Cameron Reddin profiles the founding President and matriarch of the Randwick Art Society, Patricia Reid.
Patricia Reid (left) and RLI Manager Marian McIntosh (centre-right) showcasing works with Randwick Art Society members
Matriarch of local arts and crafts Patricia Reid has seen the joys of a few become the passion of many as her beloved Randwick Art Society closes in on its 100th member.
Patricia, founding President of the Art Society, equates the growth of membership to the positive impact it continues to have on local artists.
“We do have some very talented artists here. I just feel that it’s great for Randwick to have this Society,” Patricia said.
Founded in 2009 with a member base of 14, the Randwick Art Society (RAS) became the first dedicated Art society in the Eastern Suburbs. Patricia steered RAS into becoming the focal point for local artists to hone their skills across various disciplines of arts and crafts.
“[The RAS] is very important [to its members]. We all feel the same that it’s a good thing we are community-minded,” she said.
Through RAS, Patricia works towards greater recognition and appreciation of all mediums of Art, along with sharing companionship with artists from the Randwick community.
Patricia believed prior to the RAS’s formation that an Art society would earn greater prestige than the preceding network of smaller groups. She also saw openings for local artists that could only be achieved through a larger organisation.
Identifying as an Art society allowed RAS to join the Combined Art Societies of Sydney (CASS) group. The annual CASS exhibition displays 300 of the top artworks from 14 societies across Sydney, and has yielded prizes for RAS members on three consecutive occasions.
“That was why I wanted [an Art society in Randwick] – the nearest one was in St. George, Kogarah. I don’t know why no one else ever wanted to do it. It was just a dream I had,” she said.
Randwick Literary Institute has played host to RAS meetings each Monday since February 2010, and has hosted numerous exhibitions.
Manager of the Literary Institute Marian McIntosh says she has enjoyed watching the society grow to be one of the more popular activities held at the venue.
Having stepped down as Society President at the end of 2012, Patricia has continued her involvement as public officer and historian. She remains a regular participant in weekly RAS events.
“I wouldn’t be here if I didn’t [enjoy it],” she said with a grin.
An 84-year resident of Randwick, art has been a central part of Patricia’s life since she began taking art classes at Randwick Public School.
While Patricia was pleased by the successful grades she scored, she truly realised her love for art through another childhood pastime.
“When I was very young they used to have art contests at all the theatres and I always entered those,” she said.
“They would give you a sheet of whatever movie you saw – you’d take them home and fill them in – and I was always winning those. It was just colouring-in but I always loved it, it was just natural.”

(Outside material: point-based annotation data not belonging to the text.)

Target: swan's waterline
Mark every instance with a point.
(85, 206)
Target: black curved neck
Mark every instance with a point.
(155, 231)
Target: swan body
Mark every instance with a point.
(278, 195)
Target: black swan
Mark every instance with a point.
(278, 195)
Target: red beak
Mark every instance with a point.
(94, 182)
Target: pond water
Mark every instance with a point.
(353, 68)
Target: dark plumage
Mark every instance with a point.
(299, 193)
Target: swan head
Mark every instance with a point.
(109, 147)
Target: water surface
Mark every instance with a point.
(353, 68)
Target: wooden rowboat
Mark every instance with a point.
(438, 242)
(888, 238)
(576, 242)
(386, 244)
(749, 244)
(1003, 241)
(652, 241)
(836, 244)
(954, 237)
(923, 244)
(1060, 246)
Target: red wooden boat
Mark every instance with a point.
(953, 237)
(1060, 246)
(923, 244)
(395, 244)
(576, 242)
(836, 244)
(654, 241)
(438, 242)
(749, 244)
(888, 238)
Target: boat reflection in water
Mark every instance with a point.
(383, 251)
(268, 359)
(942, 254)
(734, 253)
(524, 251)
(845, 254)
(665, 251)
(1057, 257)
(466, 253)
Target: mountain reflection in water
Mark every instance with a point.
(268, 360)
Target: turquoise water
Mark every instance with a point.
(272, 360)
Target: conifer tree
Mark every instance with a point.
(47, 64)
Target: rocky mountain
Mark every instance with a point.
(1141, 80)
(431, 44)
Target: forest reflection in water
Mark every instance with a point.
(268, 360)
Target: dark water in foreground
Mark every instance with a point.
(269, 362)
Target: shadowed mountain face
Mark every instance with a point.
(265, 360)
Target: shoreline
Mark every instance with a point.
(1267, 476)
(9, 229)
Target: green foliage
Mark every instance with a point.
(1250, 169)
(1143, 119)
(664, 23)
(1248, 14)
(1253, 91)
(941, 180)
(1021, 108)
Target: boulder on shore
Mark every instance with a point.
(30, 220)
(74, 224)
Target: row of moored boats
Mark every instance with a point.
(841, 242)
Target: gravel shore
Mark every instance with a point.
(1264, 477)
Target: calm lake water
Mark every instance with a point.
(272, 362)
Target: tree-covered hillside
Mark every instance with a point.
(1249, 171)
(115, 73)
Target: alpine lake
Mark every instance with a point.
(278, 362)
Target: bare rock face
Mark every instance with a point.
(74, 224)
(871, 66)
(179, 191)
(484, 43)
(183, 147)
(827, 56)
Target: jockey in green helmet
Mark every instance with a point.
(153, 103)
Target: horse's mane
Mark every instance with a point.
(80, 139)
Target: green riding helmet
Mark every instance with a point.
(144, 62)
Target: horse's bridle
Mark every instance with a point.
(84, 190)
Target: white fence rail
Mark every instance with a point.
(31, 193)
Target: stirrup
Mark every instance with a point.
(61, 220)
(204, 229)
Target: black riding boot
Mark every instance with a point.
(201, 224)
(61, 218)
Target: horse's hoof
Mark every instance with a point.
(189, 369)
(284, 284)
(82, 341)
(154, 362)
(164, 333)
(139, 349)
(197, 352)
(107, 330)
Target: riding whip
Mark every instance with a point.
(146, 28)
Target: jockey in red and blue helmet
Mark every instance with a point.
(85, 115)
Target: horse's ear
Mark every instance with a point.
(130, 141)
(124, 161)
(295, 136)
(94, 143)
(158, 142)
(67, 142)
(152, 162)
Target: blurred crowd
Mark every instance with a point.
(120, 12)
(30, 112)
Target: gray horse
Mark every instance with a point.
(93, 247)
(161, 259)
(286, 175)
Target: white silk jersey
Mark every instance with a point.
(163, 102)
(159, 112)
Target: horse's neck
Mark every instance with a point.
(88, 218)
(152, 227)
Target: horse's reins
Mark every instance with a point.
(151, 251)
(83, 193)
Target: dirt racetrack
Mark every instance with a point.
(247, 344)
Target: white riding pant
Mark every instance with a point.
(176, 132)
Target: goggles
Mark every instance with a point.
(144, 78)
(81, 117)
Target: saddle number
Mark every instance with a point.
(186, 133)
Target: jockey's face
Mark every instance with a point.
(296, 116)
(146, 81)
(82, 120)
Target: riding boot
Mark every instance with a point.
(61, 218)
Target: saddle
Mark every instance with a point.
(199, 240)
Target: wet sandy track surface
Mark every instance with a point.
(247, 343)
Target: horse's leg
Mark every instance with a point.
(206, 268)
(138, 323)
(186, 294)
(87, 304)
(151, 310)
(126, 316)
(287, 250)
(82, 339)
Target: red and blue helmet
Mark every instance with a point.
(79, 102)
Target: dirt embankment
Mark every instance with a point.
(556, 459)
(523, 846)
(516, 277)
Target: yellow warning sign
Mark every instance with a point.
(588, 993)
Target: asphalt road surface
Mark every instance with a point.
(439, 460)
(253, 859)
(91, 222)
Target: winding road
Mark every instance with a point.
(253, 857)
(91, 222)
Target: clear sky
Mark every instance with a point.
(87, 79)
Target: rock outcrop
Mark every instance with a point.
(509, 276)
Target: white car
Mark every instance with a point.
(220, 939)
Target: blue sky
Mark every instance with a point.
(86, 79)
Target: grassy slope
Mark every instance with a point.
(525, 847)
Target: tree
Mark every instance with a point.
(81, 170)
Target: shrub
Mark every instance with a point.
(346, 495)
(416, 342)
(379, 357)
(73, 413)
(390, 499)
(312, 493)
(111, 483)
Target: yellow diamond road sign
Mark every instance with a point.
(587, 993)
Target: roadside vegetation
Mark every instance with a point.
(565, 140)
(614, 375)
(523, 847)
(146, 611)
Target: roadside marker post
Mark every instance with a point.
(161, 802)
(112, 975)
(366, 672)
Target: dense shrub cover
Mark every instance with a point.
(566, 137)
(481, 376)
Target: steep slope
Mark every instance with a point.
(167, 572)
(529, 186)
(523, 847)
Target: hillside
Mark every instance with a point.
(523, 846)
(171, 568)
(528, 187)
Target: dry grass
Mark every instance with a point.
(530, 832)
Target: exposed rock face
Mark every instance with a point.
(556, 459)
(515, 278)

She joined the South Sydney Juniors Intra Art Club in 1968, winning several awards for her artworks.
Over time, she experimented with various disciplines before settling on oil painting as her medium of choice.
“I’d tried everything else. Water-colour [artworks] are more difficult – if you muck a water-colour up, you just screw it up and throw it away,” she said.

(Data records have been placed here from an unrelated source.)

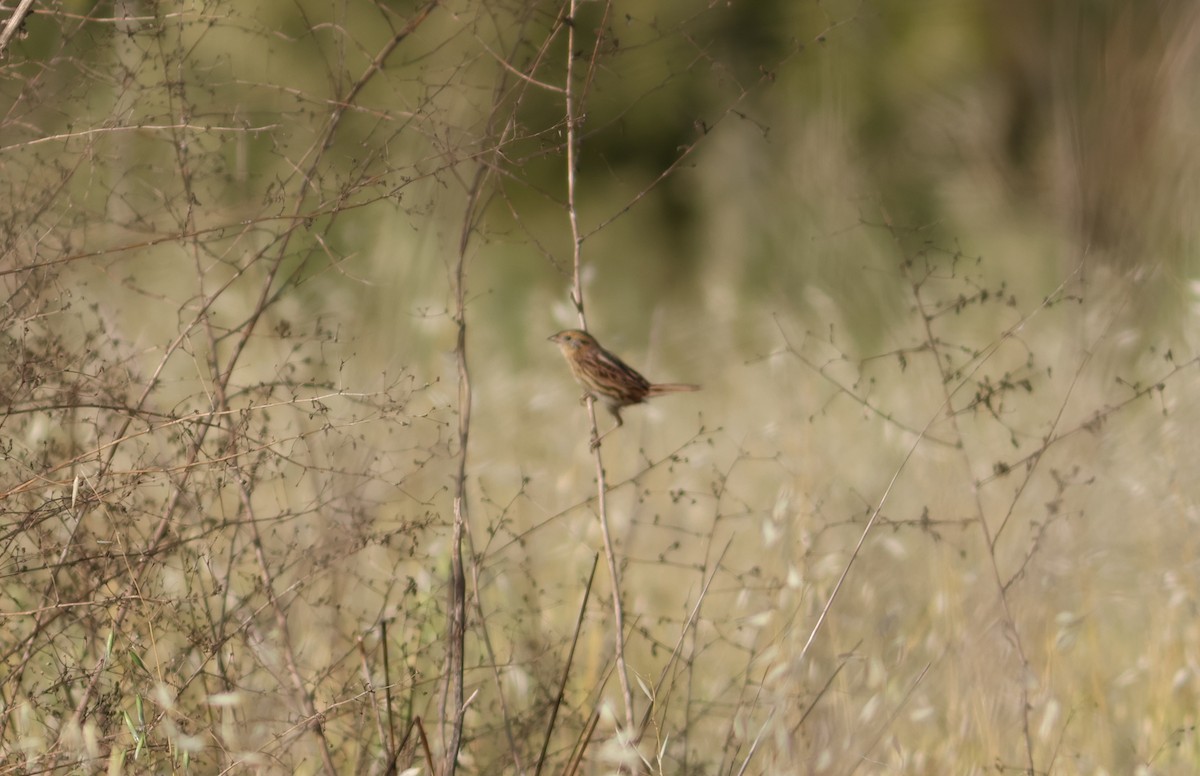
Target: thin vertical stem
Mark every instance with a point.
(610, 553)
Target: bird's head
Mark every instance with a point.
(573, 340)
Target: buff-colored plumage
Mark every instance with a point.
(606, 378)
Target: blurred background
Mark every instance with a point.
(934, 264)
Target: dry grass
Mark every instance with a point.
(933, 511)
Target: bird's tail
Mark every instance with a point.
(659, 389)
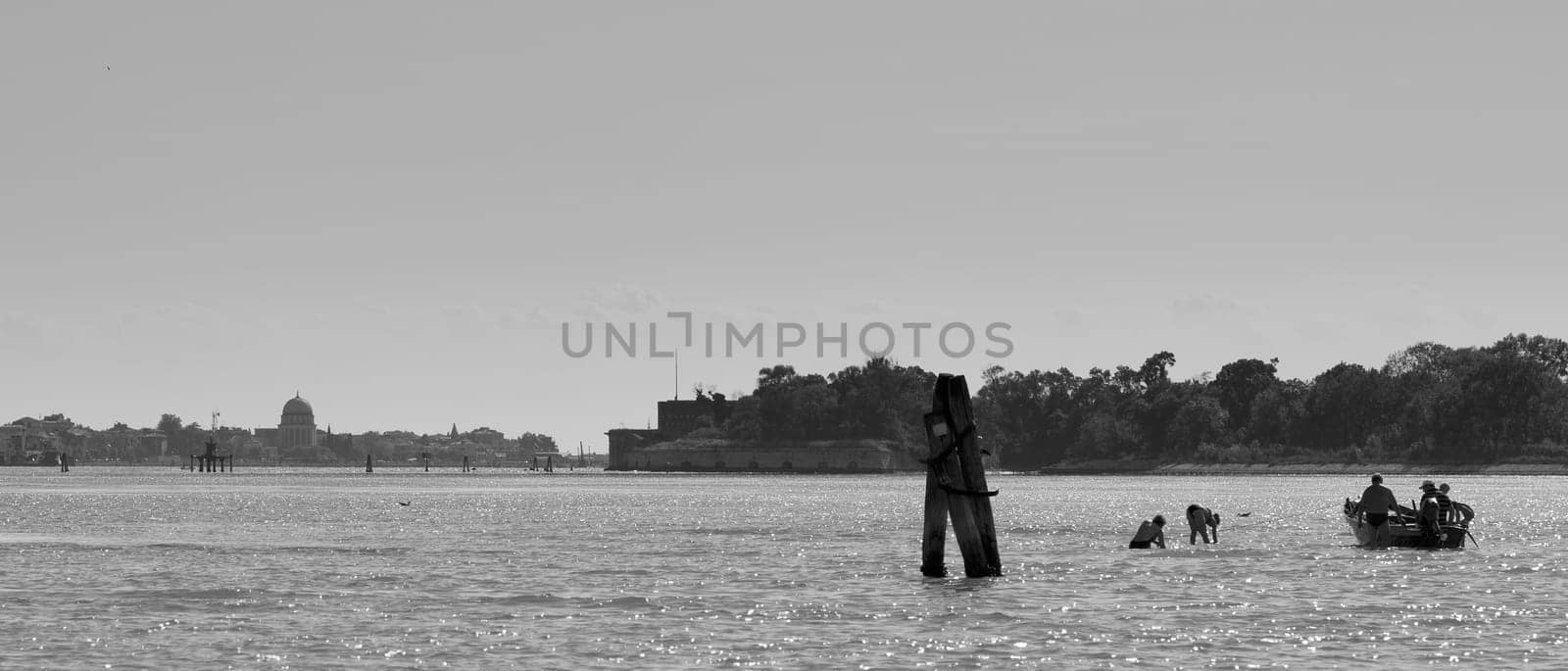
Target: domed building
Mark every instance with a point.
(297, 427)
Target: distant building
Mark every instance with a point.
(626, 443)
(678, 417)
(297, 427)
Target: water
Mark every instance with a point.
(153, 568)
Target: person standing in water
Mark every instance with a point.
(1374, 508)
(1199, 521)
(1150, 532)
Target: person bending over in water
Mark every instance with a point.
(1150, 533)
(1199, 522)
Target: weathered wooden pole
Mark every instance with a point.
(956, 485)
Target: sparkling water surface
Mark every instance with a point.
(323, 568)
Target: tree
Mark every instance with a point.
(1239, 383)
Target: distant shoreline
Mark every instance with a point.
(1120, 467)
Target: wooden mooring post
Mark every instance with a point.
(956, 485)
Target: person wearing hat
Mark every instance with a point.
(1462, 513)
(1377, 503)
(1435, 509)
(1150, 532)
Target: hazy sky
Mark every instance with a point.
(394, 208)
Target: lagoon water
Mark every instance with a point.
(321, 568)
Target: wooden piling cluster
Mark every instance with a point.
(211, 461)
(956, 485)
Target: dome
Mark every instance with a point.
(298, 407)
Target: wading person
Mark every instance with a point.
(1377, 503)
(1150, 532)
(1199, 522)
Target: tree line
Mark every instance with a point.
(1427, 404)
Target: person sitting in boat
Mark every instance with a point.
(1150, 532)
(1377, 503)
(1462, 513)
(1435, 508)
(1199, 522)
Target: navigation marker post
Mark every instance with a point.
(956, 485)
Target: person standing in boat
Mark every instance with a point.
(1377, 503)
(1199, 524)
(1150, 532)
(1462, 513)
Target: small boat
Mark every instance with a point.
(1405, 529)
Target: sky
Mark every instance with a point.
(399, 209)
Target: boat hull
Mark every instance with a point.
(1405, 532)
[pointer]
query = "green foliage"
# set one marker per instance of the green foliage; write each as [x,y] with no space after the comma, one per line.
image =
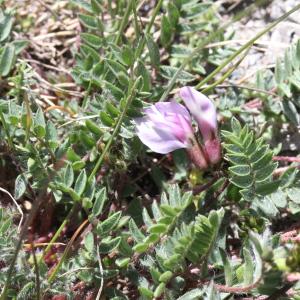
[8,50]
[128,221]
[250,160]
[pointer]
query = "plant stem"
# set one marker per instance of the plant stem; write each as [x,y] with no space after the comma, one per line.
[58,232]
[148,29]
[225,76]
[23,233]
[124,22]
[37,273]
[246,46]
[5,127]
[212,35]
[128,100]
[68,247]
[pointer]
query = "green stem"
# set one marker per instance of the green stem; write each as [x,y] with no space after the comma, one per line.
[128,100]
[124,22]
[246,46]
[5,127]
[23,233]
[205,41]
[226,75]
[148,29]
[66,252]
[136,23]
[58,232]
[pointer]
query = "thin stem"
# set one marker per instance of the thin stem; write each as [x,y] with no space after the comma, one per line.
[101,273]
[232,85]
[5,127]
[206,41]
[246,46]
[136,23]
[23,233]
[53,274]
[128,101]
[37,273]
[58,232]
[148,29]
[124,22]
[225,76]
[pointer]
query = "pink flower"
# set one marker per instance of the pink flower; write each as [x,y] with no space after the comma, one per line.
[204,111]
[165,127]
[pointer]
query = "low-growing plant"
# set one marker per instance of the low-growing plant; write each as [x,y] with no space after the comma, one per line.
[132,196]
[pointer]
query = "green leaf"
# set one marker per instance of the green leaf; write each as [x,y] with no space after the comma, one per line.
[88,21]
[159,290]
[291,112]
[108,245]
[20,186]
[80,183]
[128,55]
[7,59]
[242,181]
[39,123]
[240,170]
[227,268]
[92,40]
[101,198]
[106,119]
[166,31]
[68,176]
[194,294]
[173,14]
[248,267]
[153,51]
[158,228]
[89,242]
[5,27]
[168,72]
[166,276]
[135,232]
[96,7]
[109,224]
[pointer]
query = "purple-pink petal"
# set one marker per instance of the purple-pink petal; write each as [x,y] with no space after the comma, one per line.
[158,139]
[165,127]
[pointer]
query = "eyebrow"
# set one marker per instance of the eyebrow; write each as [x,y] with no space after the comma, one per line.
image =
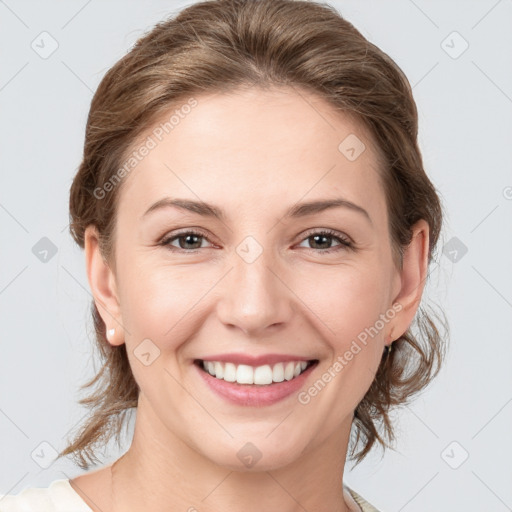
[298,210]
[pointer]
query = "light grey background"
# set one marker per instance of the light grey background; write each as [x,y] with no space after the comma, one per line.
[465,109]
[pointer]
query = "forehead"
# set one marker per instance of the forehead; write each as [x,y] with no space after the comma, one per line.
[255,147]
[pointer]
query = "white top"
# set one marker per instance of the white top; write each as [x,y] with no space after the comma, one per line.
[61,497]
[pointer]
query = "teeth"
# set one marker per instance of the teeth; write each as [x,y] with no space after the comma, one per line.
[261,375]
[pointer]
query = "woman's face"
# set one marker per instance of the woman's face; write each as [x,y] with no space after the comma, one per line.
[257,279]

“If I did an oil painting of anything and didn’t like it, I could paint all over it and make a completely new painting. I love oils, they’re lovely to work with.”
Patricia’s Art regularly fills the walls of the Literary Institute alongside other works from RAS members.

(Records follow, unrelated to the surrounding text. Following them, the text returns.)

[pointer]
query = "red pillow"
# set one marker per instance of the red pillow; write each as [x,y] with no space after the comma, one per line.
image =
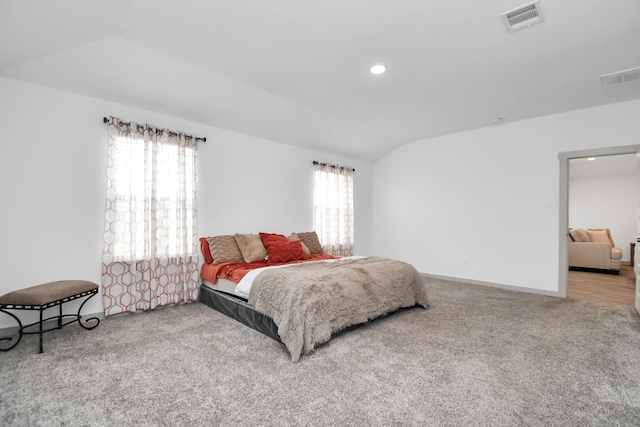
[268,238]
[206,251]
[278,252]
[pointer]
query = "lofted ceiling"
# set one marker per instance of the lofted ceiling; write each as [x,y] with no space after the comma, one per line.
[298,71]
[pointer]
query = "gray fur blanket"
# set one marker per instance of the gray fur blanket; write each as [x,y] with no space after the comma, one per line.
[310,301]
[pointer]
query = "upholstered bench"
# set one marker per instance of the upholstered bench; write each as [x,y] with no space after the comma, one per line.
[42,297]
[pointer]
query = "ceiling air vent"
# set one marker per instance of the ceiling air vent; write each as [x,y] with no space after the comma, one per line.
[626,76]
[523,17]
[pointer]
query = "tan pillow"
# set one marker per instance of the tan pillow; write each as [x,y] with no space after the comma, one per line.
[295,237]
[600,235]
[251,247]
[224,249]
[579,235]
[310,239]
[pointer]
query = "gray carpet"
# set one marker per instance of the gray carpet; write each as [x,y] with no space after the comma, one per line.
[477,356]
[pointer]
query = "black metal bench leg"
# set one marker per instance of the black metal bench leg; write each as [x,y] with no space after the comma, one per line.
[40,331]
[60,317]
[17,340]
[89,319]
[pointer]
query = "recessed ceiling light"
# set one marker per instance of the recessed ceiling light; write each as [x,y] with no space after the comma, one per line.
[378,69]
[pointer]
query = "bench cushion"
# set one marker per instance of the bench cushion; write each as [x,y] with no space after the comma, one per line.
[47,292]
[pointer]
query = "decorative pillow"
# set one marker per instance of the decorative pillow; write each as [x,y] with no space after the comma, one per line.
[579,235]
[268,238]
[293,238]
[224,249]
[278,252]
[204,248]
[310,239]
[600,235]
[251,247]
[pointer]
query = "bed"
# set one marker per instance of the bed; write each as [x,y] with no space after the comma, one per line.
[290,290]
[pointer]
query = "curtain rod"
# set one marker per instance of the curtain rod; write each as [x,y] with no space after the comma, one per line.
[334,166]
[203,139]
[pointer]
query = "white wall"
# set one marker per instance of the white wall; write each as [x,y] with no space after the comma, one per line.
[53,179]
[608,201]
[488,196]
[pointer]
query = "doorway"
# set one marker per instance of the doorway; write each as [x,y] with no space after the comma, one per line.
[564,159]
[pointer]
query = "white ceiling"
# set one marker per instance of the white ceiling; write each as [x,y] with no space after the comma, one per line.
[297,71]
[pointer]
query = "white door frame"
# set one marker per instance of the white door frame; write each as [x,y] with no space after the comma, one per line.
[564,202]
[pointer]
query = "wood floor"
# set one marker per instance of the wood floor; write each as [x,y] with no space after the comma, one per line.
[601,287]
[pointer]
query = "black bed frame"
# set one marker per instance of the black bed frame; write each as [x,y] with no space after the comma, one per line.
[239,309]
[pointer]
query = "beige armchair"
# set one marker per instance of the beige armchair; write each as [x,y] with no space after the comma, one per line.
[593,248]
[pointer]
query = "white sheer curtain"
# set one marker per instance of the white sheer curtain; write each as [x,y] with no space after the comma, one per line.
[333,208]
[150,253]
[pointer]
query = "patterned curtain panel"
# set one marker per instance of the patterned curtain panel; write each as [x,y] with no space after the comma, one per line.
[150,253]
[333,208]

While all artworks are replaced after a few weeks to ensure each member gets their time on display, two smaller paintings have remained on display over summer in memory of the society’s late mentor and founding member Peter Schanzer.
“Peter left his paintings to the [Prince of Wales] Hospital…we decided to leave the ones he had on display,” Patricia said.
Patricia’s hopes for the RAS in 2015 have not changed since she first began.
“I hope the society grows,” she said.
“I hope our members keep coming back and I hope it grows more.”